Ik heb getracht je zo volledig mogelijk te beantwoorden. Laat me maar weten of dat voldoende gelukt is. » Deze reactie is geplaatst op 9 juni 2007 21:16 |
|
|
|
Allert, je stelt dat de Grebbeberg een van nature goed te verdedigen punt was. Waarom hebben ze dan gekozen om het hoornwerk op te nemen in de frontlinie? Het hoornwerk ligt immers voor de berg . Is dit om meer diepte in de linie te brengen of zijn hiervoor andere redenen? » Deze reactie is geplaatst op 9 juni 2007 22:11 |
|
|
|
Ter aanvulling
Bij mijn weten was er al wel een begin gemaakt met het graven van een tankgracht net voor de prikkeldraad versperring van de voorposten in de Nude, aansluitend aan de inundatie van het Nieuwe Kanaal naar de Haarweg en gepland tot aan de Rijn. Resten daarvan zijn nog te zien.

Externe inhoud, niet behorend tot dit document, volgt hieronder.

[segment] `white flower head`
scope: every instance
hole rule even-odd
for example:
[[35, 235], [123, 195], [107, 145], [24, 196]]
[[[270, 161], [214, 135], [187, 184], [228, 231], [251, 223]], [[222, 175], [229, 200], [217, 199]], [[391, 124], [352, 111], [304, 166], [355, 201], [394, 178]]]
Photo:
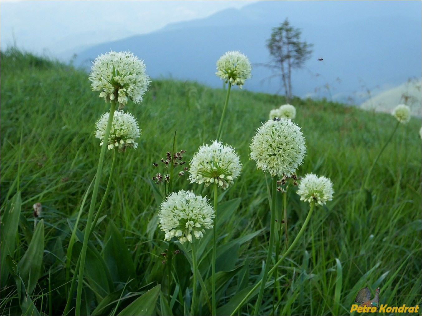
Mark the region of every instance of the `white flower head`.
[[314, 174], [306, 174], [299, 185], [297, 193], [300, 201], [316, 203], [320, 205], [333, 200], [333, 183], [325, 177], [317, 177]]
[[165, 233], [165, 240], [173, 237], [181, 244], [192, 242], [203, 237], [205, 229], [213, 228], [214, 209], [206, 198], [195, 195], [190, 191], [172, 193], [160, 206], [158, 224]]
[[406, 104], [399, 104], [391, 114], [402, 124], [406, 124], [410, 121], [410, 108]]
[[290, 104], [280, 106], [278, 109], [274, 109], [270, 111], [270, 119], [274, 118], [283, 118], [292, 120], [296, 117], [296, 108]]
[[208, 187], [217, 183], [225, 190], [240, 174], [242, 164], [231, 146], [223, 146], [214, 140], [211, 145], [205, 144], [194, 155], [189, 169], [190, 183], [205, 183]]
[[[100, 146], [104, 143], [106, 129], [108, 121], [109, 112], [101, 115], [95, 124], [97, 130], [95, 137], [101, 140]], [[115, 111], [113, 118], [111, 129], [107, 142], [108, 149], [118, 147], [124, 150], [127, 147], [138, 148], [138, 144], [135, 140], [141, 135], [141, 130], [136, 121], [136, 119], [130, 113], [123, 111]]]
[[242, 88], [245, 80], [251, 78], [252, 67], [251, 62], [246, 56], [238, 51], [228, 51], [217, 61], [218, 77], [227, 83], [235, 84]]
[[135, 103], [142, 101], [148, 90], [149, 77], [143, 62], [129, 52], [112, 51], [94, 61], [89, 75], [94, 91], [100, 91], [106, 102], [117, 98], [119, 108], [127, 103], [128, 97]]
[[250, 145], [250, 158], [272, 177], [290, 177], [306, 152], [300, 128], [289, 119], [277, 118], [262, 124]]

Het beton plan is niet genoemd wat inhield dat veel veld versterkingen vervangen zouden worden door kazematten die zowel schuilplaats voor artillerie vuur als verdedigend konden zijn (andere types dan de S en G en B kazematten). Winkelman heeft niet de tijd gehad om dit te laten bouwen.
En zoals al eerder opgemerkt in andere discussies: het gebied was veelal prive bezit en uitkopen duur en de regering zuinig. Dit gold voor de niet te rooien boomgaarden en stellingen bouwen op de meest gunstige plekken.

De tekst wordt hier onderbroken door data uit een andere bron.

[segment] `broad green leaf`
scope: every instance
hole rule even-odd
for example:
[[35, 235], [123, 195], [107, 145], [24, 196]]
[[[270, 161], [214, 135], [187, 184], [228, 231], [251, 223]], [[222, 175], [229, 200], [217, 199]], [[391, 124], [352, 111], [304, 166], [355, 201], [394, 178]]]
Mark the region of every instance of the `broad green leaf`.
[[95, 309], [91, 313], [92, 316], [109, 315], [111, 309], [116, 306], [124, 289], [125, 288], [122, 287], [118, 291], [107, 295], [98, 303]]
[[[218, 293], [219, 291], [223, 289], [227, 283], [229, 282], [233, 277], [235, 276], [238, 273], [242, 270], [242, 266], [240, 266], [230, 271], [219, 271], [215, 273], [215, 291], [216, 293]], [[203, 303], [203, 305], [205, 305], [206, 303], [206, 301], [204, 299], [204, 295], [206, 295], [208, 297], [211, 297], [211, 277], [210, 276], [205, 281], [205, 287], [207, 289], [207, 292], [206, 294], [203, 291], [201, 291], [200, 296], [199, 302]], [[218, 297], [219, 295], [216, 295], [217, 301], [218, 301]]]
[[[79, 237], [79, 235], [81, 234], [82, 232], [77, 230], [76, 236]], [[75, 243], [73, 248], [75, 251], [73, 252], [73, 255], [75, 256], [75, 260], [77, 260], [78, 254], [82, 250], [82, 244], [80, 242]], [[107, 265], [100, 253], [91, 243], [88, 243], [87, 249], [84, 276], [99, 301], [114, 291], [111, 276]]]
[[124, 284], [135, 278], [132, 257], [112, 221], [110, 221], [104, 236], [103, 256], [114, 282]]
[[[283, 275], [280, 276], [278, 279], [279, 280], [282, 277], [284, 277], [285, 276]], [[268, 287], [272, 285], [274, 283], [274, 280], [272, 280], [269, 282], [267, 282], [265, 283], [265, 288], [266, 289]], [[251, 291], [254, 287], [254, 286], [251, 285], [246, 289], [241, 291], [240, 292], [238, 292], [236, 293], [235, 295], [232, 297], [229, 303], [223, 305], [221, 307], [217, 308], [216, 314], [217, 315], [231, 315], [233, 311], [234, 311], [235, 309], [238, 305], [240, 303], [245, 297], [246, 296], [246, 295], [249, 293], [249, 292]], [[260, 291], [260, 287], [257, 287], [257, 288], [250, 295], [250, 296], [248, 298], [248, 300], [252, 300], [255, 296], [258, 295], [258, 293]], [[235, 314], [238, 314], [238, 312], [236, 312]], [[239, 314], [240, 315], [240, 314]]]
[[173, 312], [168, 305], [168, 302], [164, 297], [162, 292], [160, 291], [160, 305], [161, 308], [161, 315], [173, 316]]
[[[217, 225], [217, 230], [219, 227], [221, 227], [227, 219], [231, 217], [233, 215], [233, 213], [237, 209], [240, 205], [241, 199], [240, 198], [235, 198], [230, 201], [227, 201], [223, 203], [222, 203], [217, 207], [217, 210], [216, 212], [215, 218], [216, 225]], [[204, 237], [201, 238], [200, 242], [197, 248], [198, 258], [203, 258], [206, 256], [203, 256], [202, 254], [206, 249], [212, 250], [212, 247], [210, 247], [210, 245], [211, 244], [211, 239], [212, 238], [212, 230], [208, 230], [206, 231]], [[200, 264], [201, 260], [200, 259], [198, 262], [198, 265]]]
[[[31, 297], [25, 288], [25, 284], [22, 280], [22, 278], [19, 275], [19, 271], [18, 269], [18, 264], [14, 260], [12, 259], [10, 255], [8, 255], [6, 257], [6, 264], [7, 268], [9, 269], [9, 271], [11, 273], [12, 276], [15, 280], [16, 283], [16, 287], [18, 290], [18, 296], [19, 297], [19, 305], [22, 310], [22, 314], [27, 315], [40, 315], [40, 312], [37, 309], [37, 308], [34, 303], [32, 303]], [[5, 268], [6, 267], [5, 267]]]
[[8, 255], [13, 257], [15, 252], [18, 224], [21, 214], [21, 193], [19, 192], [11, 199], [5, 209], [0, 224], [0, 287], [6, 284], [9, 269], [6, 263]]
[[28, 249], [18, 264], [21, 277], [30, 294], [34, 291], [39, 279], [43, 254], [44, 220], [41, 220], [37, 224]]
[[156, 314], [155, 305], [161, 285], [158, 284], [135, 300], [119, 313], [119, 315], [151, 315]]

Wat ik niet begrijp en daar hebben we het ook al eerder over gehad is dat er geen uitkijkposten gepland waren. Bv vijandelijke artillerie opstellingen hebben een bepaalde afstand nodig zorg dat je die verborgen kunt waarnemen en daarmee storend eigen artillerie vuur kunt aanvragen. Troepenverplaatsingen idem dito.
Het zwakste punt van de grebbeberg lijkt mij niet zozeer de diepte van de stelling maar de verbindingen die meestal niet beschermd diep in de grond lagen en dat lang niet iedere stelling een telefoon verbinding had. Kortom blind.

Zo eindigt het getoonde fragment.